Halloween. It’s the one day a year where a person can dress as Captain America, a wizard, or the lamp from “A Christmas Story” and blend in. Children get candy and cavities; parents get to spend the night “inspecting” their kids’ hauls; and young, childless adults like myself get to stay inside and hope that no one else pounds on the door demanding saccharine treats.

Tapshare, a photosharing app reminiscent of Color (before the pivots and downfall), is offering Trick-or-Treaters something else tonight: equity. Whoever creates the photo album with the most contributors will be awarded 1,000 shares…of Tapshare.

Essentially, Tapshare makes it easier to create publicly-editable albums around a topic of your choosing. (There is an option that makes it possible to hold stricter control over an album, but that doesn’t seem to be the core aspect of the service.) Albums can be shared to Twitter and Facebook or saved to the device’s Camera Roll, and users can connect their Facebook accounts to automatically fill out their profiles.

After spending a few minutes with the app, it seems like it’s a fine service that some people may enjoy using. Unfortunately, I also (briefly) thought the same thing about the original Color app, which mashed photos from anyone in the same vicinity together. Tapshare offers more control than that, but I’d still be wary about posting a photo album that other users can edit to any service, let alone a young, unproven one.

I asked Tapshare cofounder Myke Armstrong why the company decided to hand out equity instead of candy. “We are excited to be able to give away equity to our power users,” says Armstrong, “which we hope makes them even more excited about Tapshare.” This seems logical: People that already use Tapshare might be even more tempted to use the service if they have a direct financial stake in its success.

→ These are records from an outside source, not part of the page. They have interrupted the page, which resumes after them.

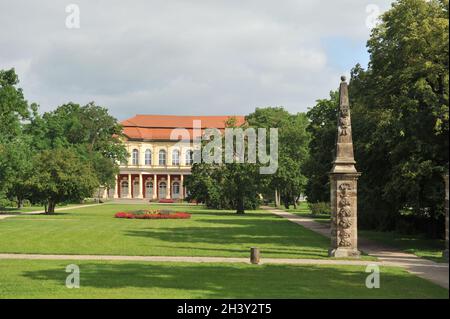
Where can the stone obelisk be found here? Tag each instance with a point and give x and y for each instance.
(445, 253)
(343, 181)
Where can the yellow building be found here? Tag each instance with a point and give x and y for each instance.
(158, 163)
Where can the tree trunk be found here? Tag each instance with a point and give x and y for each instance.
(51, 207)
(240, 209)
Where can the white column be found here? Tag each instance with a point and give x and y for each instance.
(140, 187)
(129, 186)
(181, 186)
(169, 187)
(116, 187)
(155, 186)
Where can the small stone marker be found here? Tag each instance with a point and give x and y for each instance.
(255, 255)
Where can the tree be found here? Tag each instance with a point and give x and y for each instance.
(322, 127)
(13, 106)
(89, 129)
(13, 110)
(60, 175)
(400, 121)
(289, 180)
(226, 185)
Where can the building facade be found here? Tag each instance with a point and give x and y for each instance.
(160, 155)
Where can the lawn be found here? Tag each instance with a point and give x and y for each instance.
(419, 245)
(27, 209)
(94, 230)
(426, 248)
(46, 279)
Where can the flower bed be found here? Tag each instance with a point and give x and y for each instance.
(149, 214)
(166, 201)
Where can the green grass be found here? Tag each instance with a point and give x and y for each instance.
(15, 210)
(46, 279)
(426, 248)
(94, 230)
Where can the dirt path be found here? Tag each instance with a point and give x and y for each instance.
(435, 272)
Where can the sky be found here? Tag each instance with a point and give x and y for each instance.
(184, 57)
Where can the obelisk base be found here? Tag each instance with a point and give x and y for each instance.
(344, 253)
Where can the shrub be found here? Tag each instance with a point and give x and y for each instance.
(320, 208)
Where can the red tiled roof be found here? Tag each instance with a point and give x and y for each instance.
(159, 127)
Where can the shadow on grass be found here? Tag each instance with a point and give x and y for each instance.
(274, 237)
(237, 281)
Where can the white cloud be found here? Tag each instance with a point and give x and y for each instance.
(180, 57)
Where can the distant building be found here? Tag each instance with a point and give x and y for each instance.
(157, 164)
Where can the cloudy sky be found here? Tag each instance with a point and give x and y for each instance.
(187, 57)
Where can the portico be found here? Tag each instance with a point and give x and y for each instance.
(160, 152)
(150, 186)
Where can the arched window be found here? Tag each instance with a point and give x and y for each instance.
(175, 157)
(124, 189)
(162, 190)
(148, 157)
(148, 190)
(189, 157)
(135, 157)
(176, 189)
(162, 157)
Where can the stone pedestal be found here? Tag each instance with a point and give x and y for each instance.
(343, 185)
(344, 230)
(445, 253)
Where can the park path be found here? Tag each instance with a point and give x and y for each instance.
(3, 216)
(388, 256)
(279, 261)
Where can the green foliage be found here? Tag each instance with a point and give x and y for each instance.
(13, 106)
(322, 127)
(90, 129)
(60, 175)
(400, 122)
(293, 141)
(226, 185)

This being the first time I’ve heard of a startup giving equity away as part of a promotional contest, I wasn’t quite sure whether this move was brilliant and likely to be imitated or something that other founders would reject. To get a bit more perspective I reached out to David Politis and Aaron Klein, the CEOs of BetterCloud and Riskalyze, respectively, to get their opinions.

“Never. I’d give away product, I’d give away swag, I might even give away cash…but I’d never give away equity in my company,” Klein says. Politis, though he isn’t quite so passionate in his response, says that he probably wouldn’t do something like this either.

Klein focuses on the effect that giving equity away could have on his company, saying “First, you only get 100 points, and it’s all but impossible to ever get them back. Second, if I’m worth my salt as an entrepreneur, that equity is worth somewhere between 50 to 200 times what it’s priced at right now. So if I’m giving it up, I have to get that much value back in return.”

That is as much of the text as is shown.